EVERYONE who came in said that. Spend an hour or more with it and you're converted, true story.

It's Verde Draco an old Lamborghini colour from the Murci's.

https://www.google.com/search?q=ver...IDigB&biw=2098&bih=1165#imgrc=0cuHcVaeTf1M2M:


----------



## Offset Detailing (May 7, 2007)

TonyHill said:


> Nice, but he's taking a chance with those number plates.....especially that one virtually hidden at the front!


He's not worried about that mate :thumb::lol:


----------



## v_r_s (Nov 4, 2018)

Offset Detailing said:


> He's not worried about that mate :thumb::lol:


Gunnar say clearly got caaaaaaash wouldn't give a #### lol


----------



## Offset Detailing (May 7, 2007)

v_r_s said:


> Gunnar say clearly got caaaaaaash wouldn't give a #### lol


hahaah


----------



## AudiPhil (Aug 11, 2018)

Stunning car and great detailing.


----------



## VW_Ben (Apr 5, 2013)

Cracking work again, best looking beige car that I have ever seen :thumb:


----------



## Offset Detailing (May 7, 2007)

VW_Ben said:


> Cracking work again, best looking beige car that I have ever seen :thumb:


haha actually green, looks gold lots of different shades in different lights.


----------



## Offset Detailing (May 7, 2007)

AudiPhil said:


> Stunning car and great detailing.


Thanks Phil, if my numbers come up I'm buying it! :argie::thumb:


----------



## Mr Gurn (Dec 9, 2009)

stunning!!!


there's no other word for it!!!!


----------



## Offset Detailing (May 7, 2007)

Mr Gurn said:


> stunning!!!
> 
> there's no other word for it!!!!


Cheers, yeah it is on another level this one.


----------



## Streeto (Apr 3, 2008)

Even though it’s modified, something I usually hate on a car like this, it’s been done really tastefully. What a machine...nice work too.


----------



## Andyblue (Jun 20, 2017)

Stunning machine, with I suspect an awesome soundtrack :thumb:


----------



## Imteyaz (Mar 14, 2010)

Wow! Just wow....

I need the lottery numbers to come up for me this weekend.


----------



## John-R- (Feb 4, 2007)

Weird colour IMO but probably better in real life.

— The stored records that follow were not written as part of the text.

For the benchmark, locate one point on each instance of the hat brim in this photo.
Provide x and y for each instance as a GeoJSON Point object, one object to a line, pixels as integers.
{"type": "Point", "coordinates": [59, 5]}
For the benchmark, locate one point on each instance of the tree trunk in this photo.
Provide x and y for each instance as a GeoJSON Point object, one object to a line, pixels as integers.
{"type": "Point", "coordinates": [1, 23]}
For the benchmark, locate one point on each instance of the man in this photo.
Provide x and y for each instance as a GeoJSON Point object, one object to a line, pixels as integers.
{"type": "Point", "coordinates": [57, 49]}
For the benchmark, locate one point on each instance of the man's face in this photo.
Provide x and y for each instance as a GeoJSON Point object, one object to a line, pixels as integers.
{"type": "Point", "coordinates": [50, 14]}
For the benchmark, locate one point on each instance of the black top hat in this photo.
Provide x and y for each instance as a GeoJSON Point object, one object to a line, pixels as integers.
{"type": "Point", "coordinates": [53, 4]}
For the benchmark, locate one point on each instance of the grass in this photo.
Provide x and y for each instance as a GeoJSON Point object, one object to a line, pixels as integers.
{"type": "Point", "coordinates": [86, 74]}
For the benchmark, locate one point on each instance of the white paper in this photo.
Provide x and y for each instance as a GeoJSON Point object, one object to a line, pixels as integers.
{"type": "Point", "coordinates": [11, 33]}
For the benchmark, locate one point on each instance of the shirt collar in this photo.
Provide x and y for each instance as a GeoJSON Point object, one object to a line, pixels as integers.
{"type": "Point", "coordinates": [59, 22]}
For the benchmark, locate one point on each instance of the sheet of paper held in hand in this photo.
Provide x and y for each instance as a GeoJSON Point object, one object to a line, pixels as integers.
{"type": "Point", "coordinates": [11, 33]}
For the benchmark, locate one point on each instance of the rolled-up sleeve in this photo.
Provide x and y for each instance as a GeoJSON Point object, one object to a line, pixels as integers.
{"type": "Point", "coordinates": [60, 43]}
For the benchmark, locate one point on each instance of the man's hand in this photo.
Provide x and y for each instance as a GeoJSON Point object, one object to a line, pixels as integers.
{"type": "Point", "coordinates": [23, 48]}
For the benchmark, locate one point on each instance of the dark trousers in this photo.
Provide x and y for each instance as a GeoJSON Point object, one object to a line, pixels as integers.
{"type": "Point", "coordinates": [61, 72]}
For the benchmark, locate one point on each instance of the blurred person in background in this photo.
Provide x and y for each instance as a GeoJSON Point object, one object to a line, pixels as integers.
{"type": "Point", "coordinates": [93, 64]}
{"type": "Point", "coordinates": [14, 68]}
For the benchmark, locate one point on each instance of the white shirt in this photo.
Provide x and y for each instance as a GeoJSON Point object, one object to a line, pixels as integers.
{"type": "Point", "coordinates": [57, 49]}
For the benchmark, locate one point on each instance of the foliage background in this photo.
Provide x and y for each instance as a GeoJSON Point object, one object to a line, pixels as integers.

Love the composite parts though :thumb:

John


----------



## Offset Detailing (May 7, 2007)

Andyblue said:


> Stunning machine, with I suspect an awesome soundtrack :thumb:


Yeah it's deafening! :thumb::thumb:


----------



## Andyblue (Jun 20, 2017)

offset detailing said:


> yeah it's deafening! :thumb::thumb:


Excellent :thumb:


----------



## Offset Detailing (May 7, 2007)

John-R- said:


> Weird colour IMO but probably better in real life.
> 
> Love the composite parts though :thumb:
> 
> John


Yes needs to be seen it works in person believe me :thumb:


----------



## ///M Sport (Apr 5, 2009)

Wow - that really is something special


----------



## Jack R (Dec 15, 2014)

Not keen on the colour, absolutely love these but has any else noticed the cross brace in the engine bat??? it’s not central to the engine.


----------



## Offset Detailing (May 7, 2007)

Jack R said:


> Not keen on the colour, absolutely love these but has any else noticed the cross brace in the engine bat??? it's not central to the engine.


I'm sure it's like that for a reason :lol: I can't see Lamborghini getting that wrong without a performance related answer.


----------



## Jack R (Dec 15, 2014)

Offset Detailing said:


> I'm sure it's like that for a reason :lol: I can't see Lamborghini getting that wrong without a performance related answer.


I don't doubt that they have there reasons but my ocd wouldn't be able cope with knowing that's not central :lol:


----------



## Offset Detailing (May 7, 2007)

Jack R said:


> I don't doubt that they have there reasons but my ocd wouldn't be able cope with knowing that's not central :lol:


I could haha


----------



## Offset Detailing (May 7, 2007)

///M Sport said:


> Wow - that really is something special


Sure is!


----------